- Born: August 9, 1936 (age 89) Hancock, Michigan
- Known for: Drawing, painting, animation

= Glenn Vilppu =

American artist (born 1936)

Glenn Valentin Vilppu (born August 9, 1936) is an American fine artist, draftsman, painter and art instructor. Vilppu is internationally known for teaching and training professionals in the animation industry. He has worked as a layout artist on numerous animated feature films and television shows with Walt Disney Animation Studios, Marvel Productions and Warner Bros. Animation. His books and videos are used by universities, art schools and independent students around the world.

Glenn Vilppu was born in 1936 in Hancock, Michigan though he spent his childhood in Finland, learning Finnish as his first language. He is of Finnish descent.
Through his education in fine arts and his career in the American animation industry, he has developed a constructive approach of classical art while employing the movement of animation. In his more than 50 years of teaching he has focused on the logical and practical application of drawing. Glenn often cites his motto teaching visual communication to his students: “There are no rules, just tools.”

He has established the Vilppu Academy Online Art School as an international resource for students wishing to improve their drawing skills remotely. Vilppu’s approach to teaching drawing has become the standard for professional artists, used by numerous teachers and applied by tens of thousands of students.

Vilppu earned BFA and MFA Degrees in Fine Art at Art Center College of Design in Pasadena where he was an instructor for thirteen years. From there he started and operated his own school for five years teaching all subjects related to art.
At the age of 40, Vilppu brought his approach to traditional figure drawing and composition to the animation industry, working for more than twenty years on feature film and television productions at Disney, Warner Bros. and Marvel Productions. He taught artists at these studios as well as at many game and special effects studios.

His draftsmanship was used as reference and teaching points by Walt Stanchfield who gave weekly classes and lectures at the Disney studio. These notes are referenced and published in Stanchfield's books: Drawn to Life: 20 Golden Years of Disney Master Classes.
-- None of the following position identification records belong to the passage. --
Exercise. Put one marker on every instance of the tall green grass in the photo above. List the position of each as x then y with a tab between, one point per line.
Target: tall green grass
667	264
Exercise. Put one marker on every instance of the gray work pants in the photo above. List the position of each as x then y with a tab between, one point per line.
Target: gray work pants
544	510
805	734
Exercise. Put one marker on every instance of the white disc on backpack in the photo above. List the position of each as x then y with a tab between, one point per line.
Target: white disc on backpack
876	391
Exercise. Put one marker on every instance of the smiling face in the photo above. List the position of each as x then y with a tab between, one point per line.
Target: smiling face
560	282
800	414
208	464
He is the author of numerous books, including The Vilppu Drawing Manual. His drawing methods are regarded as the standard for professional artists. His approach has been applied by thousands of artists, animators and art professionals worldwide.
Vilppu has taught annual workshops at Ringling College of Art and Design for well over a decade as well as sketching tours and workshops in Europe for the past twenty years. His annual tours, seminars and workshops extend throughout Europe, the Americas and Asia.

Glenn Vilppu is a founding member and contributing artist at New Masters Academy.